Chronically Ill

Erasing the stigma associated with mental illness is a cause I’m very involved in. Beside the fact that I am studying to become an adolescent psychologist, I also come from a bloodline of horrible anxiety. Besides dealing with my GAD (generalized anxiety disorder), it’s not my only struggle. I have three autoimmune diseases (Arthritis, Graves Disease & Lupus). Lupus has been my biggest struggle since being diagnosed. But you’d never know that by looking at me.

I wish I could say my GAD and autoimmune diseases don’t overlap. Most days they don’t but having Graves Disease makes me experience horrible mood swings ranging from being extremely happy to infuriated to really depressed. The worst part has to be my GAD and Lupus though. Lupus is fueled off stress and having GAD all I do is worry and stress over the silliest things, so if I am really anxious, I unfortunately get sick. 

Lupus is an autoimmune disease. In some ways, lupus represents a kind of allergic reaction by the body, in which the immune system sees the body’s own healthy tissues and cells as foreign. Lupus has numerous symptoms, which makes every case different, like how every person who has lupus is different. But you don’t look sick.

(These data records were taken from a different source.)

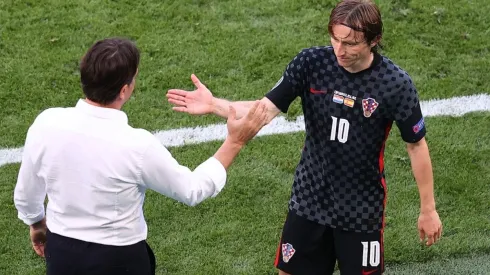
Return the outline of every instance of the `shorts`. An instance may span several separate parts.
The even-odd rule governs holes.
[[[344,231],[289,211],[275,267],[292,275],[330,275],[336,264],[342,275],[382,274],[383,231]]]

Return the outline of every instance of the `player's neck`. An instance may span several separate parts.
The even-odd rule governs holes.
[[[360,71],[364,71],[365,69],[371,67],[371,64],[374,61],[374,54],[371,52],[366,58],[359,59],[356,63],[352,64],[352,66],[345,67],[344,69],[349,73],[358,73]]]

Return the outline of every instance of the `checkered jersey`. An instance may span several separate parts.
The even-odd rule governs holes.
[[[383,227],[384,146],[393,121],[403,140],[425,135],[409,75],[375,54],[370,68],[349,73],[332,47],[302,50],[266,94],[282,112],[301,98],[306,139],[289,208],[320,224],[355,232]]]

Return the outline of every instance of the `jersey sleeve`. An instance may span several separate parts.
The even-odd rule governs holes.
[[[283,113],[287,113],[291,103],[300,96],[306,85],[307,54],[306,49],[298,53],[289,62],[276,85],[265,95]]]
[[[420,100],[410,78],[404,81],[401,91],[393,96],[391,109],[392,118],[405,142],[415,143],[425,136],[426,127]]]

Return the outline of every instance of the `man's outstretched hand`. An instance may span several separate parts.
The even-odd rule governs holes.
[[[172,108],[178,112],[192,115],[205,115],[213,112],[213,94],[201,83],[194,74],[191,75],[192,82],[196,86],[194,91],[170,89],[167,92],[167,100],[173,104]]]

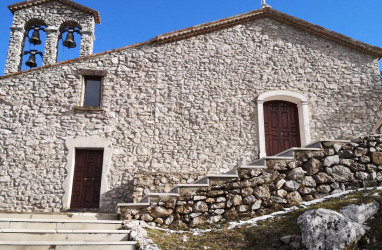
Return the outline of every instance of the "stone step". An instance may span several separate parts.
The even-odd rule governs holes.
[[[128,241],[129,230],[0,229],[0,241]]]
[[[209,174],[201,179],[197,180],[194,184],[209,184],[210,180],[212,179],[233,179],[233,178],[239,178],[239,175],[237,174],[237,171],[235,174]]]
[[[1,218],[59,219],[59,220],[118,220],[117,214],[103,213],[0,213]]]
[[[322,140],[321,144],[324,147],[330,147],[330,146],[333,146],[334,144],[345,145],[350,142],[351,142],[350,140]]]
[[[250,166],[250,165],[244,165],[241,166],[240,169],[267,169],[267,166]]]
[[[170,190],[170,193],[179,194],[181,188],[203,188],[208,187],[209,184],[179,184]]]
[[[350,143],[350,140],[320,140],[314,141],[306,145],[306,148],[323,148],[333,146],[334,144],[344,145]]]
[[[117,213],[121,214],[121,208],[130,208],[130,209],[140,209],[149,207],[150,203],[147,202],[137,202],[137,203],[118,203],[117,204]]]
[[[210,179],[221,179],[221,178],[238,178],[237,170],[233,169],[224,174],[210,174],[201,178],[200,180],[192,184],[178,184],[169,193],[150,193],[146,195],[140,202],[137,203],[118,203],[117,204],[117,213],[121,213],[121,208],[131,208],[131,209],[140,209],[150,206],[152,198],[160,197],[179,197],[181,188],[203,188],[210,185]]]
[[[139,209],[148,207],[151,204],[151,199],[159,199],[160,197],[179,197],[179,193],[150,193],[146,195],[140,202],[137,203],[118,203],[117,204],[117,213],[121,213],[121,208],[131,208],[131,209]]]
[[[314,148],[314,147],[310,147],[310,148],[297,148],[297,147],[293,147],[293,148],[290,148],[290,149],[287,149],[281,153],[278,153],[277,155],[275,156],[287,156],[287,157],[294,157],[295,156],[295,152],[297,151],[323,151],[323,149],[321,147],[319,148]]]
[[[135,250],[135,241],[0,241],[6,250]]]
[[[260,158],[258,160],[253,161],[252,163],[243,166],[243,167],[251,167],[251,166],[260,166],[260,167],[265,167],[267,166],[267,161],[290,161],[293,160],[294,157],[290,156],[266,156],[263,158]]]
[[[122,221],[117,220],[0,218],[0,229],[117,230],[121,227]]]

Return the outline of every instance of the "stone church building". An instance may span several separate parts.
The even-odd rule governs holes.
[[[97,54],[97,11],[70,0],[9,9],[0,210],[114,211],[290,147],[381,133],[382,49],[272,8]],[[42,65],[26,50],[31,32],[35,44],[46,34]],[[73,36],[79,57],[57,62]]]

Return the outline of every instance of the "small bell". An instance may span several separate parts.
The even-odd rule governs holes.
[[[30,54],[28,61],[25,63],[26,66],[30,68],[37,67],[36,63],[36,54],[40,55],[42,57],[42,52],[37,50],[31,50],[31,51],[24,51],[24,55]]]
[[[68,34],[66,35],[65,41],[62,42],[62,45],[69,49],[77,47],[74,41],[74,29],[68,29]]]
[[[25,65],[28,66],[29,68],[37,67],[36,54],[31,53]]]
[[[29,38],[29,43],[33,45],[40,45],[41,39],[40,39],[40,27],[34,27],[32,37]]]

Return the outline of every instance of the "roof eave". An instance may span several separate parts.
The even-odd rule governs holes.
[[[60,2],[62,4],[64,4],[64,5],[67,5],[67,6],[70,6],[72,8],[75,8],[75,9],[78,9],[80,11],[83,11],[83,12],[86,12],[88,14],[91,14],[91,15],[94,16],[94,21],[97,24],[101,23],[101,17],[99,15],[98,11],[96,11],[94,9],[91,9],[89,7],[86,7],[84,5],[81,5],[79,3],[73,2],[71,0],[32,0],[32,1],[24,1],[24,2],[19,2],[19,3],[8,5],[8,9],[12,12],[12,14],[14,14],[15,11],[17,11],[17,10],[21,10],[21,9],[24,9],[24,8],[36,6],[36,5],[43,4],[43,3],[46,3],[46,2],[50,2],[50,1],[58,1],[58,2]]]

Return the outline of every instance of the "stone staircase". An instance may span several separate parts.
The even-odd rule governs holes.
[[[0,213],[0,249],[135,249],[117,215]]]
[[[237,167],[235,169],[232,169],[231,171],[223,174],[211,174],[207,175],[197,181],[195,181],[192,184],[179,184],[171,189],[168,193],[149,193],[146,195],[140,202],[137,203],[120,203],[117,205],[117,211],[119,214],[125,214],[127,210],[133,211],[133,214],[137,213],[144,213],[147,211],[149,213],[152,213],[152,208],[155,208],[156,206],[166,206],[169,209],[175,209],[176,206],[167,205],[166,201],[170,201],[174,204],[178,204],[177,202],[182,200],[189,200],[187,198],[183,198],[184,196],[192,196],[193,194],[197,193],[195,191],[201,191],[201,192],[211,192],[213,189],[216,189],[216,187],[221,187],[224,185],[227,185],[227,183],[232,181],[240,181],[243,178],[241,178],[242,175],[248,174],[249,172],[253,171],[268,171],[270,169],[274,169],[275,166],[278,164],[287,164],[290,162],[293,162],[299,157],[303,157],[304,155],[317,155],[317,154],[323,154],[325,151],[325,148],[333,147],[333,145],[346,145],[347,143],[350,143],[348,140],[323,140],[323,141],[316,141],[309,145],[306,145],[305,147],[297,148],[293,147],[290,148],[284,152],[281,152],[275,156],[267,156],[260,158],[258,160],[255,160],[254,162],[250,164],[246,164],[240,167]],[[207,195],[208,196],[208,195]],[[198,198],[195,199],[192,198],[195,202],[198,200]],[[165,205],[166,204],[166,205]],[[211,206],[210,206],[211,207]],[[166,211],[163,211],[163,209],[157,209],[158,211],[155,211],[155,213],[162,213],[158,215],[158,217],[166,217],[169,216],[169,213]],[[143,212],[142,212],[143,211]],[[175,211],[175,210],[174,210]],[[122,216],[124,219],[143,219],[146,220],[144,217],[137,217],[137,216]],[[155,217],[154,217],[155,219]],[[150,221],[150,220],[146,220]],[[163,223],[163,222],[161,222]],[[161,224],[157,223],[157,225]],[[168,223],[166,223],[169,225]]]

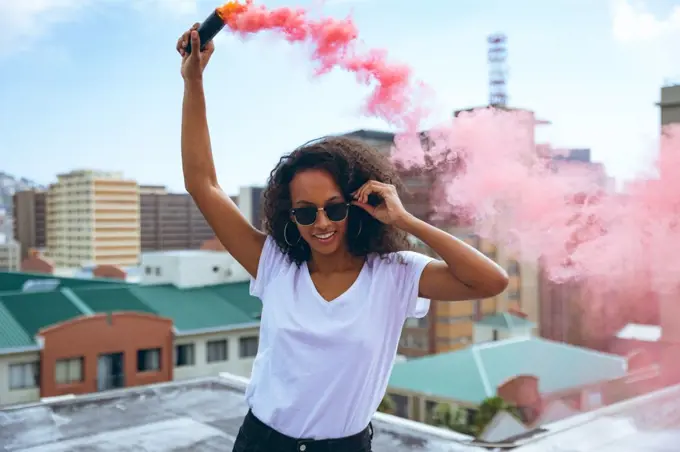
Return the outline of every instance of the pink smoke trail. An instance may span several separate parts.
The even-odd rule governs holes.
[[[311,19],[303,9],[269,10],[251,1],[217,9],[241,35],[270,30],[311,44],[322,75],[340,68],[373,85],[365,110],[399,127],[393,157],[435,172],[435,209],[527,259],[540,259],[555,281],[589,280],[600,293],[677,291],[680,274],[680,131],[662,137],[660,177],[625,193],[602,185],[604,174],[564,166],[555,171],[533,140],[532,118],[483,110],[415,133],[428,112],[423,85],[383,50],[363,50],[351,19]],[[596,284],[596,286],[595,286]]]
[[[417,130],[425,113],[422,103],[415,102],[422,96],[422,84],[413,79],[409,66],[391,63],[386,51],[362,50],[359,32],[350,18],[312,19],[301,8],[267,9],[252,0],[228,2],[217,12],[227,27],[241,36],[273,31],[288,42],[311,44],[311,58],[318,65],[316,75],[334,68],[354,73],[360,83],[374,85],[365,105],[368,115]]]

Lupus isn’t a physical illness; the only parts of lupus that are visible on the body are rashes or loss of hair. But people cannot tell who has lupus from just looking at them.

My journey with lupus started when I turned thirteen, I had arthritis as a young baby, but at age thirteen my arthritis turned into lupus. It hadn’t really affected me beside the crippling fatigue and lack of energy until I was seventeen. Everything started off as a normal morning I came home for the weekend from school and my mother bought me breakfast. My elbow was numb and the numbness soon moved up my body to my mouth and eye. I went to the hospital (which becomes your second home when you have lupus) and it was ruled out that I had a mini stroke. Also recently I had both of my hips fully replaced due to my arthritis and lupus. Also you have a doctor for everything, it’s actually pretty funny because if you didn’t have this disease you’d never know half these doctors existed (doctors soon become like family, but hate to break it to you, no more Christmas presents from doctors/hospitals when you’re eighteen).

If you looked at me you wouldn’t know I’m sick. That’s how it is with most patients who have lupus. Individuals with lupus are called spoonies and there are a ton of spoonies out in the world all with different stories. I got a tattoo with a ribbon with a spoon through it to represent that lupus is a part of me. 

Lupus has brought me many hardships, but has also brought some beneficial aspects to my life. Yes, I do have to spend a lot of time resting or getting testing done but I also meet a lot of interesting people and get to participate in an annual walk for lupus with some great people. It also teaches you to appreciate the people in your life and life in general more.

Lupus will be a part of me and my life for the rest of my life, but this disease will not define me. I may not look sick, but I am. Always have been and always will be but that won’t stop me from living my life, to my pace. I’m twenty years old, I plan on living my life to the fullest.